That's the issue I've had and can only get bentonite here, sparkoloid doesn't seem to be available and the shipping costs are prohibitive.

Apparently, hazes like that should drop out, but the one I've got problems with at the moment was sweetened about a year ago and it's still cloudy - the original sediment dropped out nicely and it cleared but then I back sweetened it with the same honey, which causes it to cloud up and it's stayed like that since.
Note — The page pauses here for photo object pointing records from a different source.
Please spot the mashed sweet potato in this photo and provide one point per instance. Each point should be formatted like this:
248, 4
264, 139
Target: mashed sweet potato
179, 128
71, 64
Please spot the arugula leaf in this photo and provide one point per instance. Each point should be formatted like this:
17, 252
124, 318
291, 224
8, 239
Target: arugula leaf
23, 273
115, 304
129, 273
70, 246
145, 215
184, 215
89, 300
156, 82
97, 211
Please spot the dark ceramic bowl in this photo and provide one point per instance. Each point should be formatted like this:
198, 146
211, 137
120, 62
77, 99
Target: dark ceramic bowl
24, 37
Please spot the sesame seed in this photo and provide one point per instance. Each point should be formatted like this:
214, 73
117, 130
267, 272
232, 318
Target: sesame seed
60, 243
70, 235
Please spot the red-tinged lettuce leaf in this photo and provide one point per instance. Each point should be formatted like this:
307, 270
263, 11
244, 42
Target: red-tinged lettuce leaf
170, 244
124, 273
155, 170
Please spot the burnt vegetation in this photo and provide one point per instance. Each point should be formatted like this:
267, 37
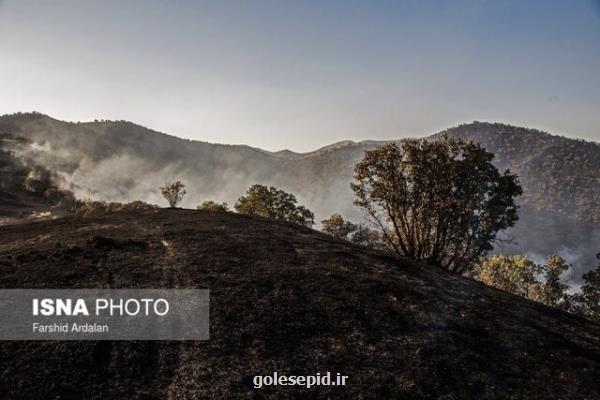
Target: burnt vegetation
285, 297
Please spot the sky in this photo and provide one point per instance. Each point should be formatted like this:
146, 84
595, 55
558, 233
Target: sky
304, 74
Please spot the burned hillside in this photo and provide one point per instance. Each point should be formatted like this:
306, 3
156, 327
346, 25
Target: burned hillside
285, 298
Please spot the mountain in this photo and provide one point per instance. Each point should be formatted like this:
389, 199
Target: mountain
289, 299
121, 161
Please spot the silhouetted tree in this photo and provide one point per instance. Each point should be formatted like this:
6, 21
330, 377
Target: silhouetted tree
213, 206
336, 226
173, 193
442, 202
513, 274
553, 290
273, 203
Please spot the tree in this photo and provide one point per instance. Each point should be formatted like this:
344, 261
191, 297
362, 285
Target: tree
336, 226
273, 203
173, 193
554, 291
213, 206
442, 202
513, 274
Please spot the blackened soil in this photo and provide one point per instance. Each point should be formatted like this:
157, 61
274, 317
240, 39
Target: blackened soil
288, 299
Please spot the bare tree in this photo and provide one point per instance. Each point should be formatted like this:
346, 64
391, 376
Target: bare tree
173, 193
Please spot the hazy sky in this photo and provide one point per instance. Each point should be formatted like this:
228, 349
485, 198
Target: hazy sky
303, 74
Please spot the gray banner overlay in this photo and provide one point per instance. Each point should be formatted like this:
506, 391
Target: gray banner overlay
104, 314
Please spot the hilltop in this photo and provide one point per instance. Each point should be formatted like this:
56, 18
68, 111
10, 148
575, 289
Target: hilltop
121, 161
290, 299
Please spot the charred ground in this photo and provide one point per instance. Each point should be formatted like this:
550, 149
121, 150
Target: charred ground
288, 299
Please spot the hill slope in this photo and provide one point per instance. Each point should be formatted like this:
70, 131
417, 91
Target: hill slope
121, 161
289, 299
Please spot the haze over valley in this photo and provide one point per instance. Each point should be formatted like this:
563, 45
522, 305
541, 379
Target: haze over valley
121, 161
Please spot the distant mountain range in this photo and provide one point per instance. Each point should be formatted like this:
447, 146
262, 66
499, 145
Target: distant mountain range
122, 161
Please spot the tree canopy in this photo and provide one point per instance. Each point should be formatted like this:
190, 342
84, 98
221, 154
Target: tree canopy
273, 203
173, 193
442, 202
213, 206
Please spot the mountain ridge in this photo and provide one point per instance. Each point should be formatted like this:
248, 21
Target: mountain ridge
290, 299
121, 161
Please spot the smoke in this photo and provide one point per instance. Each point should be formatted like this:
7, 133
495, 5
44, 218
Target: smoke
122, 162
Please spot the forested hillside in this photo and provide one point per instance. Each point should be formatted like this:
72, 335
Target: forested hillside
121, 161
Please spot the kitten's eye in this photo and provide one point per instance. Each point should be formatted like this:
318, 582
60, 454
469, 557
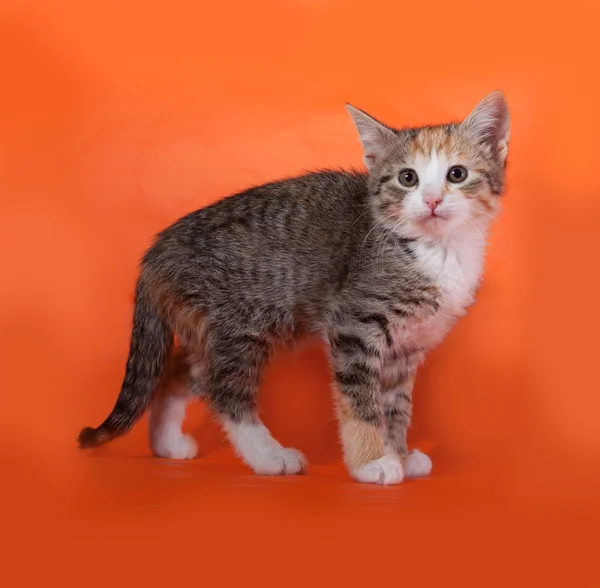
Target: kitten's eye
408, 178
457, 174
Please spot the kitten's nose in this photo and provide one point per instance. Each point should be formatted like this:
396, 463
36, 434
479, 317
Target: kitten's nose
432, 201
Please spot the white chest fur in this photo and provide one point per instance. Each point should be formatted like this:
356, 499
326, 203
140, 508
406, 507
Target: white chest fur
455, 267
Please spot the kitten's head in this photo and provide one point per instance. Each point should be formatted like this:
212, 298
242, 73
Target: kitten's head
439, 180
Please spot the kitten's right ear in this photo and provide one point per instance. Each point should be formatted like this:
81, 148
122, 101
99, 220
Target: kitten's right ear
374, 136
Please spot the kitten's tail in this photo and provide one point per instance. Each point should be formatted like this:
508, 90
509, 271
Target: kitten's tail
151, 342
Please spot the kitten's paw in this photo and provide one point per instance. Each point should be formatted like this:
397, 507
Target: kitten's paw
281, 461
417, 464
385, 470
175, 447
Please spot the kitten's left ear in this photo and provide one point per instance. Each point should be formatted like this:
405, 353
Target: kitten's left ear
489, 122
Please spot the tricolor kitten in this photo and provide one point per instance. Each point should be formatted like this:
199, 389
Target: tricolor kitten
380, 265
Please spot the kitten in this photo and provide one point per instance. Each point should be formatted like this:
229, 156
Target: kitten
379, 264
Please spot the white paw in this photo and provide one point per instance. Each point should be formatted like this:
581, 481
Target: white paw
385, 470
417, 464
173, 446
280, 461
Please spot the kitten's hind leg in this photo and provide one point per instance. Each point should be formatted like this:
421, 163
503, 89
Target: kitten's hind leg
234, 372
256, 446
167, 413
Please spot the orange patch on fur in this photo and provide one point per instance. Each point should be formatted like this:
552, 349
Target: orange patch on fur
362, 442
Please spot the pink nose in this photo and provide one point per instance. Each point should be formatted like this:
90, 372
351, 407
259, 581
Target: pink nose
432, 201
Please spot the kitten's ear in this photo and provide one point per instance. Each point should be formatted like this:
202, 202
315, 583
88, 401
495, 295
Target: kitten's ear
374, 136
489, 122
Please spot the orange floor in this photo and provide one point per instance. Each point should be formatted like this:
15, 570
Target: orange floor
116, 117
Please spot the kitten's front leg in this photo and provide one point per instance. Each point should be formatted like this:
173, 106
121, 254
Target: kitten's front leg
357, 367
397, 381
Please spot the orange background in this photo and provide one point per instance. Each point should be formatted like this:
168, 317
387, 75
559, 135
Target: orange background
116, 117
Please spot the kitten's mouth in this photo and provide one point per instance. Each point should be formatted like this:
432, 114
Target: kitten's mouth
433, 217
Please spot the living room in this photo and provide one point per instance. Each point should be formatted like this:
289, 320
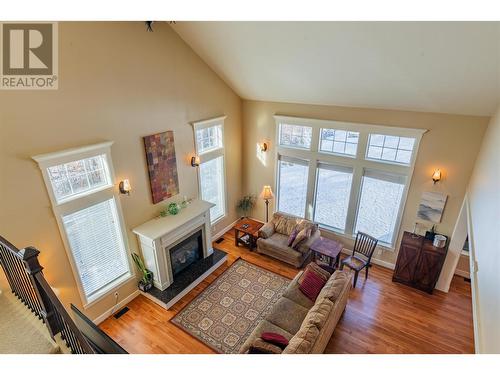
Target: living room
254, 187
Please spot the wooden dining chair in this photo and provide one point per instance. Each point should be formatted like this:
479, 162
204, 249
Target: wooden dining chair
363, 248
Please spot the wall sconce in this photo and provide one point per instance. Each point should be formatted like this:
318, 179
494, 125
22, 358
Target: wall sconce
436, 176
125, 187
195, 161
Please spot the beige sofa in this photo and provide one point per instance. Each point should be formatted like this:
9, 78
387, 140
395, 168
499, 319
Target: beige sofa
273, 239
308, 326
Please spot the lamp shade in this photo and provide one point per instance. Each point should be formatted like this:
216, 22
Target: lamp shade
267, 193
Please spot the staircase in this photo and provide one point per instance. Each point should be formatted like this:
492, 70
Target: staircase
32, 319
22, 332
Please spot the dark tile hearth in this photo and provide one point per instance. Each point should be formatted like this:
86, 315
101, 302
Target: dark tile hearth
187, 277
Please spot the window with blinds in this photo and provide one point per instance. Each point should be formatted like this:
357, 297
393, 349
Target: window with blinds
80, 186
209, 142
96, 242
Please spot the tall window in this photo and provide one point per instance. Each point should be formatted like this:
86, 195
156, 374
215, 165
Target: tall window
80, 186
379, 204
209, 141
347, 177
292, 186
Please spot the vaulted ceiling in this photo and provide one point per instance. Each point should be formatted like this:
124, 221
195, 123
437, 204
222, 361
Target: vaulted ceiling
449, 67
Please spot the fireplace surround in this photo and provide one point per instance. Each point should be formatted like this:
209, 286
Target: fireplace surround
158, 237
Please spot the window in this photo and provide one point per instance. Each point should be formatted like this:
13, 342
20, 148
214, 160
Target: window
295, 136
209, 139
379, 204
209, 143
292, 186
212, 181
97, 245
79, 176
361, 174
80, 186
333, 188
390, 148
339, 142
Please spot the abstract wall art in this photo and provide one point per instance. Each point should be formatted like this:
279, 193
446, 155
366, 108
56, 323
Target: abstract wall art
162, 165
431, 206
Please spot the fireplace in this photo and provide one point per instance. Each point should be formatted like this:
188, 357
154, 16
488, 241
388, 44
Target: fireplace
186, 252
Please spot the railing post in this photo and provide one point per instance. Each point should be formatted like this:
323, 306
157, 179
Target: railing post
33, 267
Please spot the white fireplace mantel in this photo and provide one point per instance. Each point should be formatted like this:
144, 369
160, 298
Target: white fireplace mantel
158, 235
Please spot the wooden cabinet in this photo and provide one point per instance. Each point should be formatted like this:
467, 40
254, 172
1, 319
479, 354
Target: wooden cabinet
419, 262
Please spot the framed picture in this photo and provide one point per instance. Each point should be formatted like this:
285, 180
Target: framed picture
431, 206
162, 165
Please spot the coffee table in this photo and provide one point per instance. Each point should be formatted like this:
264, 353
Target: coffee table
250, 232
328, 249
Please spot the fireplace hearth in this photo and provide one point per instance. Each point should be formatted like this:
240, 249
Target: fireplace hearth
187, 252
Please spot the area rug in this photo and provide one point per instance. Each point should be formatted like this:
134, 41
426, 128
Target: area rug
226, 312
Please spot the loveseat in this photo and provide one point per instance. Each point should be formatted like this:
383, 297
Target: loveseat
307, 325
274, 236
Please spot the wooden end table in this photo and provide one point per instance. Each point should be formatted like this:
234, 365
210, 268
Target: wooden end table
329, 249
250, 232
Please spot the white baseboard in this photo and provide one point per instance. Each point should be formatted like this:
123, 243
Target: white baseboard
224, 230
116, 307
376, 261
462, 273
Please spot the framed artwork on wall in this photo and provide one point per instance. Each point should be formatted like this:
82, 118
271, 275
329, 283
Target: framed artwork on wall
431, 206
162, 165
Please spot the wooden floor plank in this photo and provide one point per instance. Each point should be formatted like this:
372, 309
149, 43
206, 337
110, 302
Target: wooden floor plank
381, 316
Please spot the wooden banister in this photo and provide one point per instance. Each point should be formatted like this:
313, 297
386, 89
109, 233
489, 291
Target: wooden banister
26, 280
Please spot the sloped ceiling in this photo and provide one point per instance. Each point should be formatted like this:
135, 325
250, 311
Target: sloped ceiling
449, 67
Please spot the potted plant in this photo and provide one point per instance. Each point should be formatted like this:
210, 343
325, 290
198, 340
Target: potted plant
246, 204
146, 281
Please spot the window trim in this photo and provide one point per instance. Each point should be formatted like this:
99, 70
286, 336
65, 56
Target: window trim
357, 163
210, 155
82, 201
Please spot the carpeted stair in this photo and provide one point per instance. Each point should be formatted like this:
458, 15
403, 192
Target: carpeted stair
21, 331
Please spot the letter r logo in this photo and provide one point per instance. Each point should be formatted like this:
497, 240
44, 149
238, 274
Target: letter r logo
27, 49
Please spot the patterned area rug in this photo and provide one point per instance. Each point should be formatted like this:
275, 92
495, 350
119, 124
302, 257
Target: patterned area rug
225, 313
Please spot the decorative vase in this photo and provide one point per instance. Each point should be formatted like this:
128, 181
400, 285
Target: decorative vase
173, 208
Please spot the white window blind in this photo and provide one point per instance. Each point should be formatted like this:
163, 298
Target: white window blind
212, 185
96, 242
209, 142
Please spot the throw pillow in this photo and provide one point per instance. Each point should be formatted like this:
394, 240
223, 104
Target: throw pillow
275, 339
292, 237
260, 346
312, 285
314, 267
303, 235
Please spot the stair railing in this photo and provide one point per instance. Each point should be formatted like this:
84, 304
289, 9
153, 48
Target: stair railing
25, 277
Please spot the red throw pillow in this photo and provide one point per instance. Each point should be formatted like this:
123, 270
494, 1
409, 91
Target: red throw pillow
312, 285
292, 236
275, 338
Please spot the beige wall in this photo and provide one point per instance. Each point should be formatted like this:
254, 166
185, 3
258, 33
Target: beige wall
451, 144
116, 82
483, 196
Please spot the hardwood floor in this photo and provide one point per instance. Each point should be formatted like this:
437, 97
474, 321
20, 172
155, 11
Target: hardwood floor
381, 316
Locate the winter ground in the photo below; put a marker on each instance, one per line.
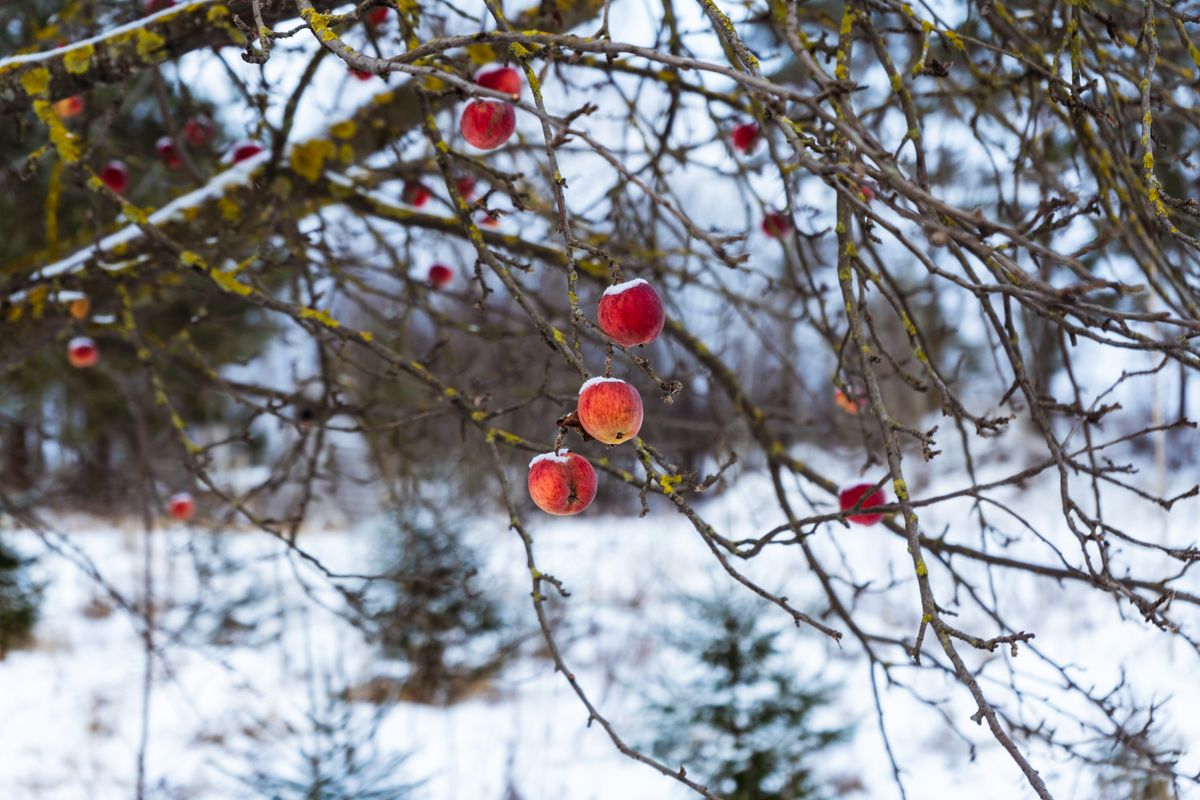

Thinking of trying 2 part finings on it to see if they do they job or not.....


----------



## Wade E (Dec 18, 2010)

Against everything Ive read about filtering Ive had this same problem and I filtered it and it came out crystal clear. I always been told not to even try to filter a wine that wasnt already crystal clear but I had already fined this wine once and didnt want to subject it to another fining. Even if you added bentonite in the beginning its not considered fining so if you havent done it since primary try the bentonite now. I dont typically use fining agents unless I have a problem like this anymore but for some reason I made a kit a few weeks back and followed the instructions and used the fining agent and now the wine is sitting on a bunch of sediment but still isnt clear. Maybe be another victim to filter.


----------



## fatbloke (Dec 18, 2010)

Wade E said:


> Against everything Ive read about filtering Ive had this same problem and I filtered it and it came out crystal clear. I always been told not to even try to filter a wine that wasnt already crystal clear but I had already fined this wine once and didnt want to subject it to another fining. Even if you added bentonite in the beginning its not considered fining so if you havent done it since primary try the bentonite now. I dont typically use fining agents unless I have a problem like this anymore but for some reason I made a kit a few weeks back and followed the instructions and used the fining agent and now the wine is sitting on a bunch of sediment but still isnt clear. Maybe be another victim to filter.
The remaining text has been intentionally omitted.